A study from Spain investigated the short-term effects of myofascial induction on mechanosensitivity of upper limb nerves.

A randomized, single-blind, placebo-controlled crossover study involved 21 breast cancer survivors with stage I-IIIA cancer. They were randomly allocated to either a treatment group (30 minutes of myofascial induction session) or a placebo control group (switched off 30 minutes of shortwave therapy). The treatment had a 4-week washout period between sessions that occurred in a physical therapy laboratory in the Health Science Faculty (University of Granada, Spain).

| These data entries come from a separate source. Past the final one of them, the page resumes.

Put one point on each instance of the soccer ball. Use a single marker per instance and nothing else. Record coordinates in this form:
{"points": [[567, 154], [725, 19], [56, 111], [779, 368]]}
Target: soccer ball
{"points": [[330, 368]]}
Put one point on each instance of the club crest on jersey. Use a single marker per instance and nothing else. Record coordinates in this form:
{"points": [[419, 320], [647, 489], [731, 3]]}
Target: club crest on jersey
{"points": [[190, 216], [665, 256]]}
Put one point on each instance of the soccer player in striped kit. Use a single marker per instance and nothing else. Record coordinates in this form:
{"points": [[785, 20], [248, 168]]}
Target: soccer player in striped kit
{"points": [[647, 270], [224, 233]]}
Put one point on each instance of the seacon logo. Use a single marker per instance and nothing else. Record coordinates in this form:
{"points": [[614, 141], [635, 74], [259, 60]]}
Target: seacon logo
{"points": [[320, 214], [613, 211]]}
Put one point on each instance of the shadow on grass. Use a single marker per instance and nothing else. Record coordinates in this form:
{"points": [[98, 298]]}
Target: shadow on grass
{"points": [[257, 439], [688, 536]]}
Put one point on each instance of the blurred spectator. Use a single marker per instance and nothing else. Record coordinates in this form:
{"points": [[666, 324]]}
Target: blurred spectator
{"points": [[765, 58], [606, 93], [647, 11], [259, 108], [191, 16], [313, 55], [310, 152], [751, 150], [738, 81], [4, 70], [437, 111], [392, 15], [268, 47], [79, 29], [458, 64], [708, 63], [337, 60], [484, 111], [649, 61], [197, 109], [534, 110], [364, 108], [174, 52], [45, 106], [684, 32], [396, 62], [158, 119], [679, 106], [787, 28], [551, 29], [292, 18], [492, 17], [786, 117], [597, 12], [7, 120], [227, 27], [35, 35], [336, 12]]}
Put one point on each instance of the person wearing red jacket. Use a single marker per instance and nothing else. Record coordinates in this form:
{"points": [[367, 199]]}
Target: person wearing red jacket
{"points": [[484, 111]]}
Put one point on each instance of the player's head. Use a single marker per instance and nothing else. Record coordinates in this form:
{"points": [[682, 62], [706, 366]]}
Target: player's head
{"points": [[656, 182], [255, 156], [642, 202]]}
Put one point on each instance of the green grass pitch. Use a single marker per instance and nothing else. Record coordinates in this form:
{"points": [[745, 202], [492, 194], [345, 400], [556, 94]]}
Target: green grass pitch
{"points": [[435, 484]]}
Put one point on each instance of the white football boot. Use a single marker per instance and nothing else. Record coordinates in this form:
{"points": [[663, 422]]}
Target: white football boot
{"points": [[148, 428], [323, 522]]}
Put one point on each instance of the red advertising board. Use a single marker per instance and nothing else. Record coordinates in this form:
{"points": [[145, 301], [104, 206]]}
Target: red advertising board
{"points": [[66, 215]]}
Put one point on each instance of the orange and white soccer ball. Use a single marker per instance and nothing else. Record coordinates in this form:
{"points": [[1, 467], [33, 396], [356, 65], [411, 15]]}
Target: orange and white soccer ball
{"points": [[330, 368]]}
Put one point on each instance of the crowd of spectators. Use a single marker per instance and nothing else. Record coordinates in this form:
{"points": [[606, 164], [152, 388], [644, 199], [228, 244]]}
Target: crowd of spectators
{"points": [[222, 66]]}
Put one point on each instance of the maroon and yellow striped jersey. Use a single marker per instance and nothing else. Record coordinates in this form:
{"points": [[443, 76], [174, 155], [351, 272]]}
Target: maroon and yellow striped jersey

Neural tolerance to the movement was assessed using the neurodynamic test for the median, radial, and ulnar nerves.

The results showed that

  • Treatment in combination with time increased range of motion of shoulder and elbow in affected upper limb nerves, but not for nonaffected upper limb nerves.
  • There is also a significant difference in sensitivity for the affected upper limb ulnar nerve in the treatment group. But the median and radial nerves of the affected and nonaffected upper limbs did not show significant changes in both treatment and control groups.
  • No significant interactions on pressure pain thresholds over the nerves of the affected and nonaffected upper limb nerves.

The authors concluded that a single myofascial induction session might partially improve mechanosensitivity of the median, radial, and ulnar nerves. It produces positive effects on symptom mechanosensitivity, especially in the ulnar nerve.